De plus, dans le cas précis qui avait amené son commentaire, il y a une petite chose que j'ai omis de signaler : juste en face de l'école de ma petite-fille, il y a un hangar occupé par une entreprise : la "**car Shipping Agency". Et là, quand je ne m'acharne pas à parler Portugais avec des Russes, il y a de quoi m'occuper.
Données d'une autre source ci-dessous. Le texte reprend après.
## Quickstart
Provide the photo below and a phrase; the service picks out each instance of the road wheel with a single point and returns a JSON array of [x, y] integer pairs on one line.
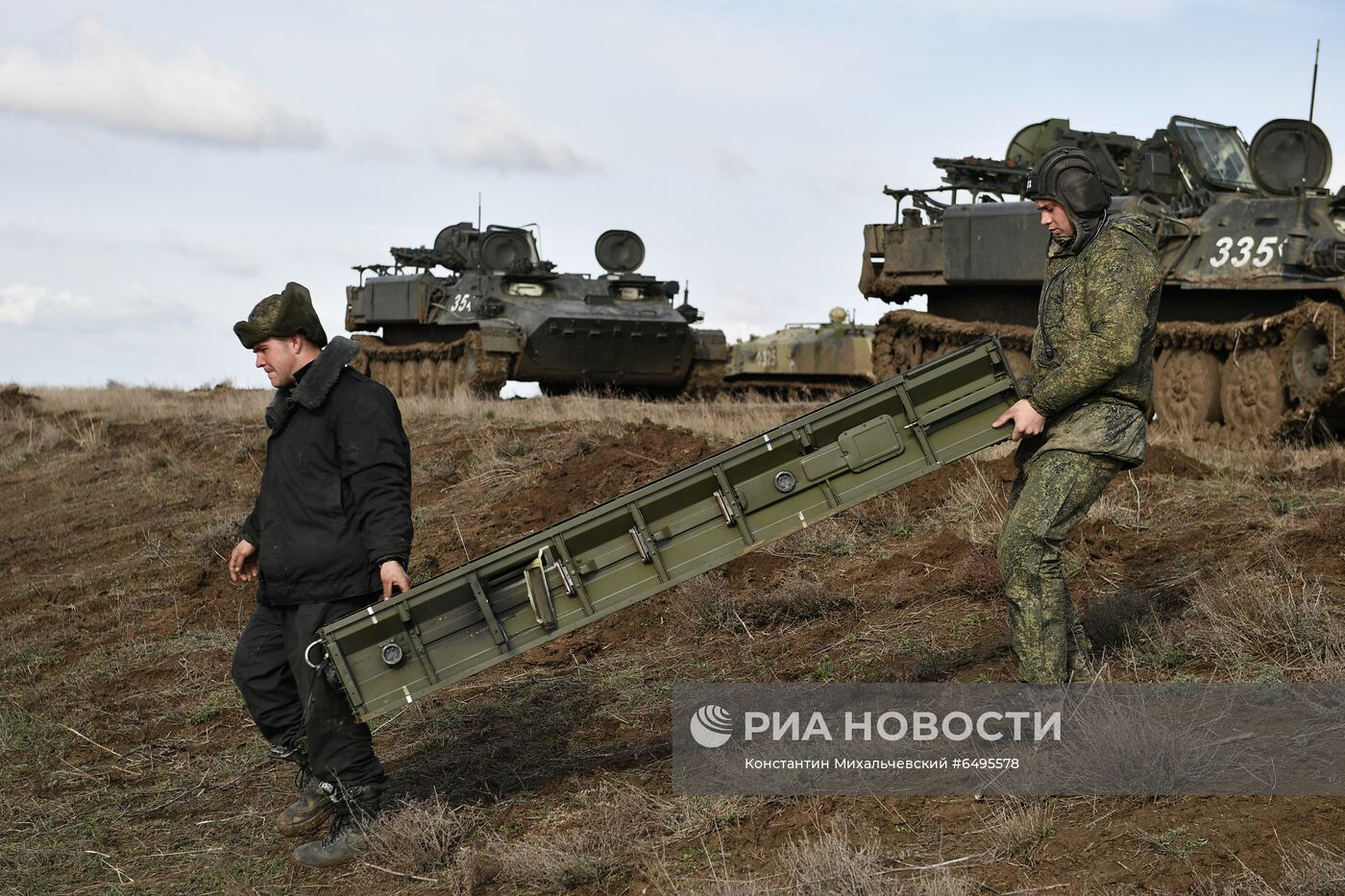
[[1254, 390], [1186, 388]]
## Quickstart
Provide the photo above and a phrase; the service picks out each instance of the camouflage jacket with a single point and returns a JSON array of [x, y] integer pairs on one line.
[[1092, 355]]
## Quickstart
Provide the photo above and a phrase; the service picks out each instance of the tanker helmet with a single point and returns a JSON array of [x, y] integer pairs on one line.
[[1066, 175]]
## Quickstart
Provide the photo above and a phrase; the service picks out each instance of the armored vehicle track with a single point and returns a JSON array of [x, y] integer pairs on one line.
[[434, 369], [1284, 375]]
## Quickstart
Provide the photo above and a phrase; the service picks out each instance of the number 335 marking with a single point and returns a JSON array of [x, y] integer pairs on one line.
[[1263, 255]]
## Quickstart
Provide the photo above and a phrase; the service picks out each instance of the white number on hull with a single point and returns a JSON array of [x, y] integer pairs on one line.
[[1266, 252]]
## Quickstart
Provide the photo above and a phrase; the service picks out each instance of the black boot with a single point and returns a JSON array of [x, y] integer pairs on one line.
[[315, 797], [346, 837], [306, 812]]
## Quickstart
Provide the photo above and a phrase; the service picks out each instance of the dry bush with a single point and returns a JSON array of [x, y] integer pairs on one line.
[[831, 865], [1122, 505], [713, 603], [1270, 615], [974, 507], [1019, 831], [1308, 871], [974, 577], [1118, 619], [884, 517], [423, 837], [706, 600], [1313, 871], [794, 600], [595, 842]]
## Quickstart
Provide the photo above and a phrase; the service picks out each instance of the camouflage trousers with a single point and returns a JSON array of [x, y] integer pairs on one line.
[[1051, 494]]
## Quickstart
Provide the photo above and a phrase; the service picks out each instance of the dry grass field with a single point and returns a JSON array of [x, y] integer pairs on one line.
[[130, 763]]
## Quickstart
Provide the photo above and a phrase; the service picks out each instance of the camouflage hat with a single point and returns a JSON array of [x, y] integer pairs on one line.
[[282, 315]]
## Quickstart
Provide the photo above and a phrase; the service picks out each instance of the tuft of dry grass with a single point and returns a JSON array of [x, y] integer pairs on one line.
[[592, 844], [423, 837], [1247, 618], [1019, 831], [830, 864], [713, 603], [974, 507]]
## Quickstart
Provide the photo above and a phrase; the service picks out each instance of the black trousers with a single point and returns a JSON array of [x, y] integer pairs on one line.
[[291, 704]]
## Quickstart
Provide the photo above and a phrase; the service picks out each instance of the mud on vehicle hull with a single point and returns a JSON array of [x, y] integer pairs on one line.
[[439, 369], [1281, 375]]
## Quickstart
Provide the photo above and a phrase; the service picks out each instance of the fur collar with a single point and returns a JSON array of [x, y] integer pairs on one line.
[[318, 381]]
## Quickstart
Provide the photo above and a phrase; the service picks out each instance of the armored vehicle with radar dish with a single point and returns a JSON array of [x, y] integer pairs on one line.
[[481, 307], [1251, 245], [804, 358]]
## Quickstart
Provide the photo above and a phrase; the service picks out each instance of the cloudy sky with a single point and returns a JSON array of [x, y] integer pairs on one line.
[[165, 166]]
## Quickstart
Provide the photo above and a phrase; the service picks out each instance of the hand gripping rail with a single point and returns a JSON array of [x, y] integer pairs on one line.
[[670, 530]]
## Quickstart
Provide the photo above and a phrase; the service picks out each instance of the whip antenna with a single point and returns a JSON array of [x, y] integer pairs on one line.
[[1311, 104]]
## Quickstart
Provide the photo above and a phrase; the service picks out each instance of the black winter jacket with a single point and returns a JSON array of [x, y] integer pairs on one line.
[[336, 492]]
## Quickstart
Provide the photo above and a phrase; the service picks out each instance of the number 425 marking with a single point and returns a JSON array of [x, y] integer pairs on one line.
[[1263, 255]]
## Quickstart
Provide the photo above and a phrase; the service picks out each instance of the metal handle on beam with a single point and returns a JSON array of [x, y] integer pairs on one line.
[[639, 545], [723, 509]]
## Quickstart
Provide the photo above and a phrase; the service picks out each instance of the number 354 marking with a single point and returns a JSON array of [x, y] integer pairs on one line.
[[1264, 254]]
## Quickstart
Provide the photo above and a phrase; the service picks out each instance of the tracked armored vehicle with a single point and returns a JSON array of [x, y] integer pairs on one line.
[[481, 307], [1253, 249], [804, 358]]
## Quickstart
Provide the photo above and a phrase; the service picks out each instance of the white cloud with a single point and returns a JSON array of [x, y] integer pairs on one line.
[[222, 258], [134, 308], [110, 83], [486, 132]]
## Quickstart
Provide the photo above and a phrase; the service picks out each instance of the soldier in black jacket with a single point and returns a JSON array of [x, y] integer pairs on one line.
[[330, 534]]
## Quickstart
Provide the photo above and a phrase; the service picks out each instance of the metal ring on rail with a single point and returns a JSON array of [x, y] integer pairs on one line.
[[308, 650]]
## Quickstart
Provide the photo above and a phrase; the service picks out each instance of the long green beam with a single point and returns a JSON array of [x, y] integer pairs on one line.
[[689, 522]]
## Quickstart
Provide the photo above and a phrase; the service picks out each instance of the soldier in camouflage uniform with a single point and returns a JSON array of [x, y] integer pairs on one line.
[[1086, 401]]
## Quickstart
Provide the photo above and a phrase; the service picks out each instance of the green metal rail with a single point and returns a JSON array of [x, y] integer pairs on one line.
[[670, 530]]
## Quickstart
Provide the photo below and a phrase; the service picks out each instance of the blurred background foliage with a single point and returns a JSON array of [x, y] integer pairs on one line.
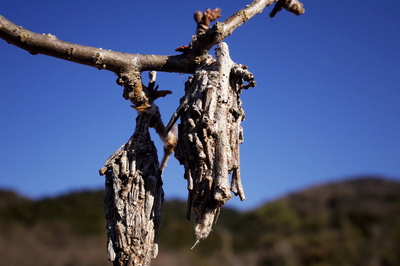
[[351, 222]]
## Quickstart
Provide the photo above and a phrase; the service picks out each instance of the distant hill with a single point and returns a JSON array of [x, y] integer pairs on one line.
[[351, 222]]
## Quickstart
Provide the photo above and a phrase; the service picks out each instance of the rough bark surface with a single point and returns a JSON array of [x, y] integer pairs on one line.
[[209, 133], [209, 137], [134, 196]]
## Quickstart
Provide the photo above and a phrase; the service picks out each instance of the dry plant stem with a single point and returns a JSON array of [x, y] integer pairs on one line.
[[134, 193], [134, 196], [209, 137]]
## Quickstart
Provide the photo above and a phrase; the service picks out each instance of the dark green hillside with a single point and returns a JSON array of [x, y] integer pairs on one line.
[[352, 222]]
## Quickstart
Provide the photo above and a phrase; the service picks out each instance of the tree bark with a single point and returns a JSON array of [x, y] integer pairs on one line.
[[209, 137], [134, 196], [209, 133]]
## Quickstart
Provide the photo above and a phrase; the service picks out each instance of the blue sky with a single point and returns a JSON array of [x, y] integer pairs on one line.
[[326, 107]]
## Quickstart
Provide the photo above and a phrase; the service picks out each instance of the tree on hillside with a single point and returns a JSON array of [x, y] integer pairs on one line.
[[209, 132]]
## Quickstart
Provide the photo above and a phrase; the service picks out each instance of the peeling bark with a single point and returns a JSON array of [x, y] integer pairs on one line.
[[134, 196], [209, 133], [209, 137]]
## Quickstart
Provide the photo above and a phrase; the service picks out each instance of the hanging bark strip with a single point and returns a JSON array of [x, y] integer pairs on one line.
[[209, 137], [134, 196], [134, 193]]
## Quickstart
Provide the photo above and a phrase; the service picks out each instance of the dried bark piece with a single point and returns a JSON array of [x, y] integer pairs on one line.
[[209, 136], [204, 19]]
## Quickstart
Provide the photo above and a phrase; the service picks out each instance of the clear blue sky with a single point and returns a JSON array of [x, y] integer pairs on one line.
[[326, 107]]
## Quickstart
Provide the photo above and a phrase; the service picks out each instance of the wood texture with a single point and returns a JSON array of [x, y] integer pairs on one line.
[[209, 136]]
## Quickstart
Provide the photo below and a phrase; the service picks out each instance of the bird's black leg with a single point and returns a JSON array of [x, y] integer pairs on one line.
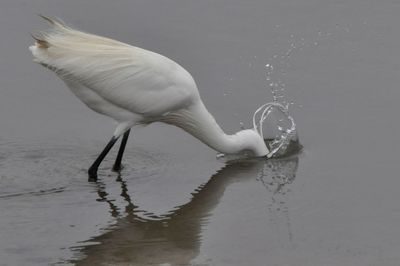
[[93, 169], [117, 165]]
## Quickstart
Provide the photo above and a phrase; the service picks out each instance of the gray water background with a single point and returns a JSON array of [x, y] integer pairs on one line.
[[337, 203]]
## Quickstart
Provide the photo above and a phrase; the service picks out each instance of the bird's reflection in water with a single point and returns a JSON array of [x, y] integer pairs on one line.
[[175, 239]]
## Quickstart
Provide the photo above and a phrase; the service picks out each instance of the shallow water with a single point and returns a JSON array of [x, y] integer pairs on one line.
[[175, 203]]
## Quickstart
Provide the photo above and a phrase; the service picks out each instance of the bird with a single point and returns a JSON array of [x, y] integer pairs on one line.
[[134, 86]]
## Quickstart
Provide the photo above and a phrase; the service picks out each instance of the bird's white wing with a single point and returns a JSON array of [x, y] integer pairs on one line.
[[131, 78]]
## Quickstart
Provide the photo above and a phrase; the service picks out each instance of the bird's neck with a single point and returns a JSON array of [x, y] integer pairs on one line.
[[197, 121]]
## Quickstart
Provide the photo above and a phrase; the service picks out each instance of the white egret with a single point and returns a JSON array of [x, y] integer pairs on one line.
[[134, 86]]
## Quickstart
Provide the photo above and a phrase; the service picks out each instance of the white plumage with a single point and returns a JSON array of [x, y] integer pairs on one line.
[[134, 86]]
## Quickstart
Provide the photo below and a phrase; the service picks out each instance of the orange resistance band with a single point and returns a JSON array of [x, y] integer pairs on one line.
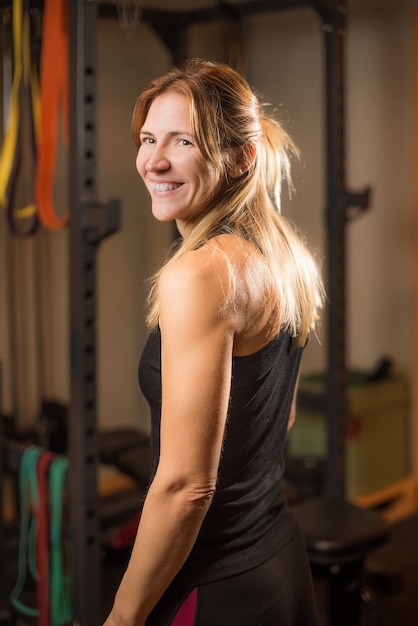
[[54, 92]]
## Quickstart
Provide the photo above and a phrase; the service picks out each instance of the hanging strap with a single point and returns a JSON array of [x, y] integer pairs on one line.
[[54, 92], [18, 153]]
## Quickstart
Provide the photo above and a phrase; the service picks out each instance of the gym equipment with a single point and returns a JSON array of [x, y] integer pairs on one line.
[[339, 537]]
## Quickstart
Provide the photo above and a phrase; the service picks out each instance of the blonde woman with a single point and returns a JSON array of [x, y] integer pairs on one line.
[[229, 315]]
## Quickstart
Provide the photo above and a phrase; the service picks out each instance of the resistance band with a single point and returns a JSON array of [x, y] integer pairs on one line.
[[53, 93], [28, 526], [44, 549], [17, 157], [60, 589]]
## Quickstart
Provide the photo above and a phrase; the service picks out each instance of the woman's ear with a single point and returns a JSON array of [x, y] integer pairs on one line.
[[243, 159]]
Selon les jours, il se trouve dans ce hangar entre cinq et dix gaillards, tous armés de GSM. Cette pointe avancée d'Afrique noire si elle ne bénéficie que du climat belge, s'anime néanmoins avec la nonchalance subtropicale (puisqu'il semble que les Tropiques, eux, soient réputés fiévreux). Pour quelques uns qui oeuvrent à des travaux obscurs sur des véhicules pourris, il y en a toujours deux ou trois qui contemplent la scène depuis le trottoir opposé, assis sur un banc abrité par un saule débordant de la cour de l'école. L'équipe de secours sans doute.
Pendant quelques jours, l'actvité est plutôt légère. Des voitures ou des utilitaires arrivent, pour la majorité je devrais dire "épaves", que l'on échange contre quelques billets. De temps à autre une camionnette ou une grosse voiture entre dans le hangar et décharge son contenu : tapis, matelas, oreillers, coussins, couvertures, cartons de circuits électroniques, écrans, TV, etc... Rassurez-vous, le trafic n'est pas à sens unique. J'ai aussi vu une camionnette roumaine charger un lot de batteries usagées après échange des traditionnels biftons.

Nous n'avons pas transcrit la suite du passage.